This might be an issue with retree
rather than with the dateparser
though.
The following test (which you cannot execute via the public API) fails:
@Test
public void parserWithLimitedPatterns(){
List<String> rules = Arrays.asList(
"(?<year>\\d{4})\\W{1}(?<month>\\d{1,2})\\W{1}(?<day>\\d{1,2})[^\\d]?",
"\\W*(?:at )?(?<hour>\\d{1,2}):(?<minute>\\d{1,2})(?::(?<second>\\d{1,2}))?(?:[.,](?<ns>\\d{1,9}))?(?<zero>z)?",
" ?(?<zoneOffset>[-+]\\d{1,2}:?(?:\\d{2})?)"
);
DateParser dateParser = new DateParser(rules, new HashSet<>(rules), Collections.emptyMap(), true, false);
String input = "2022-08-09 19:04:31.600000+00:00";
Date date = dateParser.parseDate(input);
assertEquals(parser.parseDate(input), date);
}
Note how those 3 rules should be sufficient to parse the date.

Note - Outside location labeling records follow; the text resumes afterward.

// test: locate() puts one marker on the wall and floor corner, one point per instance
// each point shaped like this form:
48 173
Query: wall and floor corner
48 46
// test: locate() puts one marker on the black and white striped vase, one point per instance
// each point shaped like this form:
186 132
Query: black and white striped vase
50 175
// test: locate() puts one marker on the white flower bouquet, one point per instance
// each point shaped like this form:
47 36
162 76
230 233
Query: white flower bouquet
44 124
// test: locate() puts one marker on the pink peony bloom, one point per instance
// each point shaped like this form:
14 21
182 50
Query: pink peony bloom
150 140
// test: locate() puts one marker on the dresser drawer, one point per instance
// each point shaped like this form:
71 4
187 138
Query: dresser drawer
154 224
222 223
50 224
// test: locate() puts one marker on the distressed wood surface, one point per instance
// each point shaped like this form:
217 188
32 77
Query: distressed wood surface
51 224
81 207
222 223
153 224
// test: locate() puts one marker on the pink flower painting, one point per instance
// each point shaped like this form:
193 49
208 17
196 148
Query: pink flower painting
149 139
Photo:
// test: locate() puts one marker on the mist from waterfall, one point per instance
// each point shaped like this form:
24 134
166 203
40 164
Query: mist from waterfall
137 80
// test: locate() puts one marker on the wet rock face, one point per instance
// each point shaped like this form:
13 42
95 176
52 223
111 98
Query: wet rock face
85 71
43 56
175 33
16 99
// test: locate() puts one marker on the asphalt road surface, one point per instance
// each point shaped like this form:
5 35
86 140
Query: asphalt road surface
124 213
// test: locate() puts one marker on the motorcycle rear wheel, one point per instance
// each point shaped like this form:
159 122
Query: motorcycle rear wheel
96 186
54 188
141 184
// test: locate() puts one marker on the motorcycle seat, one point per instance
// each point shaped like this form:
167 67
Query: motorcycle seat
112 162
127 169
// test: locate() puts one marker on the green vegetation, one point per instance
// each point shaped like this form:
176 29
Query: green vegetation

- There is a rule for the year-month-day part
- There is a rule for the hours:minutes:seconds.ns part
- There is a rule for the zone offset part
However, during parsing the zoneoffset rule is never used. Instead, it uses the rule for the hours twice.
The weird thing is that when I add a rule that should not be used (`" ?(?\d{4})$"), the test suddenly succeeds:
@Test
public void parserWithLimitedPatterns(){
List<String> rules = Arrays.asList(
"(?<year>\\d{4})\\W{1}(?<month>\\d{1,2})\\W{1}(?<day>\\d{1,2})[^\\d]?",
" ?(?<year>\\\\d{4})$",
"\\W*(?:at )?(?<hour>\\d{1,2}):(?<minute>\\d{1,2})(?::(?<second>\\d{1,2}))?(?:[.,](?<ns>\\d{1,9}))?(?<zero>z)?",
" ?(?<zoneOffset>[-+]\\d{1,2}:?(?:\\d{2})?)"
);
DateParser dateParser = new DateParser(rules, new HashSet<>(rules), Collections.emptyMap(), true, false);
String input = "2022-08-09 19:04:31.600000+00:00";
Date date = dateParser.parseDate(input);
assertEquals(parser.parseDate(input), date);
}
The position where I add that additional rule is important. For example adding it at the end of the list instead of at index 1 makes the test fail again.
I bumped into this issue for PR #28 , where I try to reduce the number of rules that are used for parsing to improve the performance.